As neurologists, we too suffer from information overload—inundated by alerts from journals, associations, and mainstream media—and are challenged to keep up with the many relevant advances for our field that sometimes come from unexpected sources.
This month we draw your attention to an article in the Journal of Urology1 regarding a study that looked beyond the motor effects of onabotulinumtoxinA (onabotA) on the detrusor muscle when used in patients with neurogenic overactive bladder (NOAB) and multiple sclerosis (MS).
Urinary frequency, urgency, and urinary urge incontinence comprise NOAB. Injection of onabotA into the detrusor muscle is an approved treatment for patients with MS who have NOAB. Although it is understood that onabotA injections weaken the detrusor by blocking acetylcholine release at the neuromuscular junction, little is known about how such treatment affects other neural activity related to NOAB.
The prospective observational study reported on in the Journal of Urology1 followed 12 women with MS, who were clinically stable for ≥3 months before enrolling and had NOAB refractory to behavioral and oral pharmacological treatment. Patients underwent concurrent brain functional magnetic resonance imaging (fMRI) and urodynamic studies. They also completed urinary questionanaires before and after 6 to 10 weeks of treatment with onabotA.
In patients with idiopathic overactive bladder treated with biofeedback, anticholinergic medications, or sacral neuromodulation, decreases in functional activity of brain areas involved with bladder sensations have been seen.

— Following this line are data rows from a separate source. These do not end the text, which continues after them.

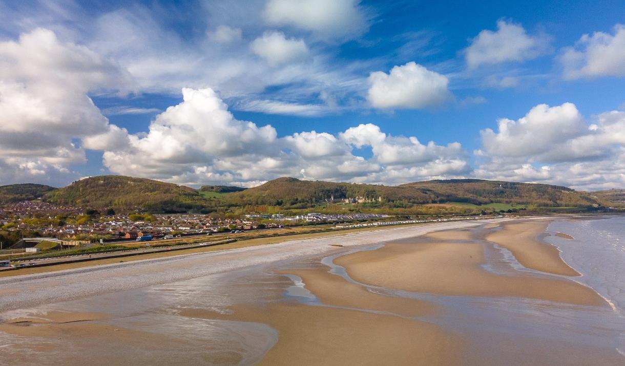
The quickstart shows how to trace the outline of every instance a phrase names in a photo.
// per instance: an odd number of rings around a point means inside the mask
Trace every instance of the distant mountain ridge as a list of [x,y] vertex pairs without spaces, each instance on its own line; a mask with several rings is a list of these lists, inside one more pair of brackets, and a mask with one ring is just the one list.
[[32,200],[56,189],[44,184],[24,183],[0,186],[0,204]]
[[231,192],[241,192],[247,188],[234,185],[202,185],[198,190],[200,192],[215,192],[217,193],[230,193]]
[[44,197],[49,203],[95,209],[140,208],[153,212],[201,209],[204,197],[189,187],[124,176],[100,176],[74,182]]
[[[81,179],[60,189],[33,184],[1,186],[0,204],[42,197],[42,200],[52,204],[155,213],[226,211],[235,208],[241,210],[259,205],[289,210],[314,207],[321,203],[360,203],[365,205],[359,209],[375,207],[389,210],[448,203],[583,209],[622,205],[623,192],[625,190],[586,192],[559,185],[481,179],[436,180],[386,186],[292,177],[278,178],[248,189],[204,185],[198,190],[143,178],[102,176]],[[621,204],[619,199],[622,200]]]

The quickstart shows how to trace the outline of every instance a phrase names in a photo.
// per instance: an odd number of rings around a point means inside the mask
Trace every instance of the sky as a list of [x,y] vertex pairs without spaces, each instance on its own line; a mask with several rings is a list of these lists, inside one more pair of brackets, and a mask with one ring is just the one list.
[[0,0],[0,185],[625,188],[625,3]]

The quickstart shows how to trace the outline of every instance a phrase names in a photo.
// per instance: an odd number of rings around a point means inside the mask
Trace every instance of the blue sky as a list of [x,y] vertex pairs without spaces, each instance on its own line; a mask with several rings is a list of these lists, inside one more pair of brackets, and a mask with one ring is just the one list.
[[0,3],[0,184],[625,186],[622,1],[388,2]]

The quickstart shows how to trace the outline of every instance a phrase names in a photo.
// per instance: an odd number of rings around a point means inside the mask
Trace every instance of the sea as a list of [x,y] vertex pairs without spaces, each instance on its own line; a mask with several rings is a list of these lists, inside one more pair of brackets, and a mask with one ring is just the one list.
[[[592,287],[625,315],[625,216],[598,219],[554,221],[544,240],[581,274],[574,280]],[[558,232],[573,239],[556,236]]]

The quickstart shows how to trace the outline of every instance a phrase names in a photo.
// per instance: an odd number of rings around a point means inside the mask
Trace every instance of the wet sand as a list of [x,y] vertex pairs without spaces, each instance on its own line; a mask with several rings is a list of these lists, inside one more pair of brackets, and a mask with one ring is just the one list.
[[547,273],[579,276],[560,258],[558,248],[536,238],[544,232],[549,221],[527,220],[504,224],[502,229],[486,235],[486,240],[496,243],[512,252],[524,266]]
[[279,336],[261,365],[452,365],[463,342],[432,324],[351,309],[272,303],[231,310],[181,314],[269,324]]
[[486,264],[484,253],[480,243],[415,244],[408,240],[339,257],[334,262],[360,282],[414,292],[607,305],[592,289],[566,279],[487,271],[482,267]]
[[[64,292],[57,301],[72,299],[72,309],[108,305],[103,312],[42,315],[20,309],[16,313],[19,316],[4,317],[0,335],[26,337],[26,345],[21,344],[26,350],[50,352],[54,349],[51,344],[57,344],[48,342],[58,340],[72,344],[73,352],[57,354],[57,362],[52,362],[70,364],[88,362],[88,356],[97,357],[96,364],[109,365],[131,359],[135,364],[175,361],[234,365],[256,360],[262,365],[622,364],[625,359],[614,348],[584,340],[598,337],[594,332],[601,333],[600,327],[588,330],[586,324],[574,320],[578,318],[567,317],[583,316],[587,311],[589,316],[598,316],[611,310],[593,290],[560,275],[563,269],[570,267],[558,255],[557,249],[534,240],[544,230],[544,224],[504,222],[501,230],[499,225],[472,230],[467,230],[467,225],[434,225],[432,229],[446,229],[434,232],[427,229],[388,230],[179,256],[169,262],[113,266],[104,272],[69,271],[58,279],[33,277],[16,285],[33,291],[34,299],[51,302],[44,290],[58,286]],[[358,244],[372,245],[384,239],[389,241],[381,247],[358,249]],[[509,249],[514,258],[504,255],[494,242]],[[339,245],[344,247],[335,246]],[[334,267],[328,267],[326,259],[332,254],[336,257],[332,265],[342,266],[351,279],[329,272]],[[154,265],[163,264],[167,265]],[[535,270],[524,270],[521,265]],[[166,269],[166,279],[148,280]],[[246,277],[224,277],[237,271]],[[301,285],[294,276],[301,279]],[[85,289],[104,278],[118,287],[98,293],[107,294],[102,298],[106,301]],[[85,282],[68,287],[72,279]],[[139,279],[142,282],[138,282]],[[193,279],[202,280],[189,282]],[[287,295],[294,286],[309,295]],[[16,288],[5,289],[5,294],[14,297]],[[406,291],[418,296],[402,295]],[[474,324],[479,321],[473,320],[475,314],[456,314],[450,307],[455,300],[446,297],[450,296],[461,297],[462,301],[481,299],[471,305],[478,310],[481,304],[496,305],[480,315],[486,317],[489,312],[508,307],[498,307],[501,299],[540,302],[524,305],[531,309],[527,314],[510,314],[515,317],[509,319],[511,324],[520,322],[518,333],[501,332],[496,326]],[[141,309],[121,306],[121,302],[129,300]],[[9,307],[15,304],[7,302]],[[129,320],[139,318],[141,321]],[[489,319],[496,325],[499,322],[496,317],[482,320]],[[526,325],[524,319],[539,322]],[[542,320],[564,330],[551,334],[524,330],[527,327],[542,329]],[[238,326],[224,328],[230,333],[214,334],[196,329],[207,321]],[[156,327],[161,322],[161,327]],[[191,333],[176,333],[178,324]],[[577,334],[587,330],[587,338],[578,339]],[[272,337],[272,343],[268,340]],[[79,350],[84,353],[76,352]],[[251,352],[256,355],[244,357]],[[28,364],[29,357],[21,360],[23,364]]]

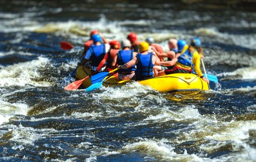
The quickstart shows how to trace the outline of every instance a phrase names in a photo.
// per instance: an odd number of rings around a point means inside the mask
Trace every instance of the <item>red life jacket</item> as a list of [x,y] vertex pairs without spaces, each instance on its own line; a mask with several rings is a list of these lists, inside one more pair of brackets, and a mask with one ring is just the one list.
[[[116,67],[112,66],[112,63],[113,62],[115,62],[116,63],[116,57],[117,54],[117,53],[119,51],[119,49],[111,49],[108,52],[108,67],[111,67],[111,68],[115,68]],[[116,59],[116,60],[114,60]]]
[[[157,51],[157,52],[159,52],[160,53],[162,54],[163,53],[163,49],[161,46],[158,45],[157,44],[151,44],[150,45],[154,47]],[[160,58],[160,61],[163,61],[163,58]]]

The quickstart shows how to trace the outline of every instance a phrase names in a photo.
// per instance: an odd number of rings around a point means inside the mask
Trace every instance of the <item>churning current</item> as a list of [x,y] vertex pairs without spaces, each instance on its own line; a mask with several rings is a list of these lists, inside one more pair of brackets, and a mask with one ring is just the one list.
[[[256,3],[133,2],[0,2],[0,161],[256,161]],[[198,37],[219,83],[65,91],[93,30],[135,32],[165,51],[169,38]]]

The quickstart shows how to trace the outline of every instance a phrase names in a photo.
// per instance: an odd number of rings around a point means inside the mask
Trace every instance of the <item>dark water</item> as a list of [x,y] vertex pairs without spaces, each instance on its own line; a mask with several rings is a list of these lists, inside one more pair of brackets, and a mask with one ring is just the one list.
[[[255,3],[183,2],[1,1],[0,161],[256,161]],[[198,36],[220,84],[187,95],[137,83],[64,91],[93,29],[165,50]]]

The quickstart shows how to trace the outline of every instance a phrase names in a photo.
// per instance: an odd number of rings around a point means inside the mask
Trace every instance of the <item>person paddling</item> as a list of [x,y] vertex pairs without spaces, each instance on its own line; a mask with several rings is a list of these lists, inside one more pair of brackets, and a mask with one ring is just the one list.
[[[170,66],[168,69],[160,71],[158,75],[160,76],[174,73],[191,73],[194,64],[195,69],[198,76],[209,83],[209,80],[204,77],[200,69],[201,57],[194,47],[192,45],[189,46],[186,42],[183,40],[178,41],[177,46],[178,52],[180,53],[180,55],[177,59],[175,65],[169,65],[169,66]],[[160,62],[160,63],[163,63]]]
[[[157,50],[155,46],[153,46],[151,47],[152,49],[156,53],[157,55],[159,58],[160,61],[161,62],[161,65],[154,66],[154,71],[155,76],[157,76],[158,73],[159,71],[168,69],[168,67],[171,65],[173,65],[176,63],[177,60],[173,60],[175,57],[177,58],[178,56],[176,56],[176,54],[178,53],[178,49],[177,48],[177,40],[175,39],[170,39],[168,41],[168,45],[169,46],[169,51],[166,52],[163,52]],[[163,62],[163,58],[167,57],[168,61]],[[176,61],[175,61],[176,60]],[[168,67],[166,66],[165,65],[167,65]]]
[[204,58],[204,51],[203,48],[201,46],[201,41],[200,39],[197,37],[194,37],[191,40],[190,45],[194,47],[198,51],[201,58]]
[[[128,63],[136,57],[137,53],[130,49],[131,44],[128,40],[121,42],[122,50],[117,54],[116,63],[117,65],[123,65]],[[118,79],[120,80],[134,79],[136,68],[134,65],[125,69],[121,69],[118,71]]]
[[138,45],[140,53],[128,63],[119,66],[121,69],[127,69],[136,65],[135,80],[140,80],[154,77],[153,68],[159,61],[154,52],[148,52],[149,45],[147,42],[140,43]]
[[[92,70],[96,71],[105,54],[109,50],[110,46],[108,44],[102,44],[101,43],[102,37],[99,34],[93,35],[92,40],[93,41],[93,44],[90,47],[84,59],[78,63],[78,65],[83,65],[90,60],[91,61],[91,68]],[[105,67],[101,68],[99,71],[102,71],[105,68]]]
[[92,36],[93,34],[99,34],[101,37],[102,39],[103,40],[103,42],[105,43],[108,43],[108,40],[103,36],[102,34],[101,33],[100,33],[99,31],[96,30],[93,30],[90,34],[90,39],[87,42],[84,42],[84,54],[85,54],[86,52],[87,52],[87,51],[88,51],[90,45],[93,43],[93,41],[92,39]]
[[111,71],[116,68],[116,58],[117,58],[117,53],[120,50],[120,43],[116,40],[112,40],[109,43],[110,50],[108,52],[103,59],[101,61],[98,66],[96,70],[99,71],[107,63],[107,68],[108,71]]
[[140,44],[140,41],[137,40],[137,35],[134,32],[130,33],[127,36],[127,39],[130,40],[131,46],[131,49],[133,50],[134,52],[138,51],[138,45]]

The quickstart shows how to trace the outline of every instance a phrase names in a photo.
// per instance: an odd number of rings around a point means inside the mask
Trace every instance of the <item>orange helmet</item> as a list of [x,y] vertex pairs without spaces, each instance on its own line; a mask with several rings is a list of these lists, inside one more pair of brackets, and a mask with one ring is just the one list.
[[131,42],[134,42],[137,40],[137,35],[135,33],[131,32],[128,35],[127,39],[131,41]]
[[92,37],[92,35],[93,35],[93,34],[99,34],[99,32],[97,31],[97,30],[94,30],[92,31],[91,32],[91,33],[90,34],[90,37]]
[[121,47],[120,42],[117,40],[112,40],[109,43],[109,45],[111,48],[118,49]]

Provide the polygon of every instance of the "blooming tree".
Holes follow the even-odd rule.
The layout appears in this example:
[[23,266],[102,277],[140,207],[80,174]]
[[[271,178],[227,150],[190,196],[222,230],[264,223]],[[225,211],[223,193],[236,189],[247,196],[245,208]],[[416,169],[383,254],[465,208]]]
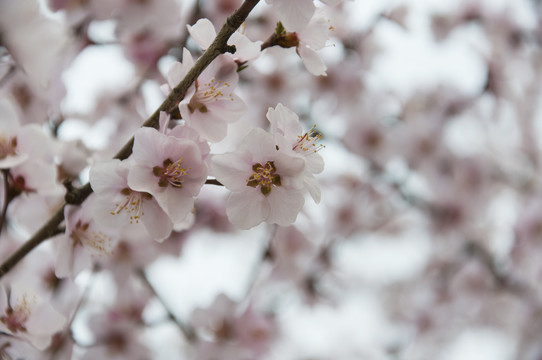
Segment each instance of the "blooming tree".
[[0,0],[0,358],[541,359],[542,6],[436,3]]

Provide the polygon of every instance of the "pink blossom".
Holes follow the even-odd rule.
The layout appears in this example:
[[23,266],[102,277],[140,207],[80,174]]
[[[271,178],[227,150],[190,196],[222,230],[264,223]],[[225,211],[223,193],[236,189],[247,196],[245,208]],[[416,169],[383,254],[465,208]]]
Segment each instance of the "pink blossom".
[[305,161],[279,149],[273,136],[262,129],[251,130],[237,152],[215,155],[212,169],[232,191],[226,213],[242,229],[262,221],[290,225],[305,202]]
[[266,0],[273,6],[279,20],[291,31],[303,29],[309,23],[316,7],[313,0]]
[[38,350],[51,343],[66,318],[35,292],[13,285],[0,287],[0,331],[30,342]]
[[323,148],[323,145],[318,143],[321,135],[314,128],[303,132],[297,114],[280,103],[274,109],[269,108],[267,119],[275,135],[275,143],[290,148],[305,160],[304,186],[309,190],[313,200],[319,203],[320,188],[314,174],[324,170],[324,159],[318,154]]
[[95,164],[89,174],[96,193],[92,216],[100,225],[140,227],[155,240],[169,236],[173,223],[151,194],[130,189],[130,162],[109,160]]
[[[192,55],[184,49],[183,62],[173,64],[169,70],[169,86],[174,88],[193,64]],[[219,56],[179,103],[183,119],[204,139],[211,142],[224,139],[228,123],[237,121],[245,113],[245,103],[233,93],[238,80],[237,64],[227,56]]]
[[151,194],[174,224],[185,220],[207,179],[198,144],[141,128],[135,134],[132,159],[129,187]]
[[17,151],[19,121],[13,105],[0,99],[0,169],[7,169],[22,163],[26,155]]
[[55,273],[59,278],[74,278],[92,266],[92,257],[111,254],[116,238],[92,220],[93,200],[91,196],[84,206],[66,205],[64,209],[66,232],[55,238]]
[[[199,19],[194,25],[187,25],[188,32],[194,41],[203,49],[211,45],[216,37],[216,30],[209,19]],[[235,45],[233,58],[238,62],[254,60],[261,53],[261,41],[251,41],[241,31],[237,30],[228,40],[228,45]]]
[[297,30],[299,44],[296,51],[303,65],[313,75],[326,75],[326,65],[316,52],[326,45],[332,27],[322,11],[317,10],[303,29]]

In contrast, in this study, patients with MS and NOAB treated with onabotA had increased functional activity in most areas related to bladder sensation, including the right cingulate body, left anterior cingulate, right prefrontal cortex, insula, and pons micturition center. Decreased activity was seen only in the left cerebellum, left fusiform gyrus, and bilateral lentiform nucleus. The authors of the study highlighted potential reasons for the increase in brain activity, including differences between NOAB and idiopathic overactive bladder, the refractory nature of enrolled patients’ urinary symptoms, functional connectivity differences in the involved brain regions of people with MS, and the larger volume used in the urodynamic studies.
Better Bladder Control—Less Fear?
In the patients with MS and NOAB treated with onabotA, there was decreased activation of the amygdala and parahippocampal areas, suggesting that improved bladder control also decreased fear associated with the negative sensations of urgency and urinary urge incontinence.
After Treatment, Closer to Healthy Controls
The brain activity of patients with MS and NOAB changed after onabotA treatment, becoming more similar to that of healthy controls at the time of full urge. Although the authors raised the possibility of differences in functional connectivity between people with MS and healthy controls, this suggests that similar areas of the brain are important in understanding bladder sensation and urinary urgency processing in both groups.
This study furthers understanding of how NOAB in people with MS may differ from idiopathic overactive bladder and may further understanding of the sensory effects of onabotA. Similar studies of functional brain activity in patients treated with onabotA in other anatomic locations may also further understanding of both motor and sensory effects of onabotA.
1. Khavari R, Elias SN, Pande R, et al. Higher neural correlates in multiple sclerosis patients with neurogenic overactive bladder following treatment with intradetrusor injection of onabotulinumtoxinA [published online August 1, 2018]. J Urol. doi: 10.1016/ j.juro.2018.07.066.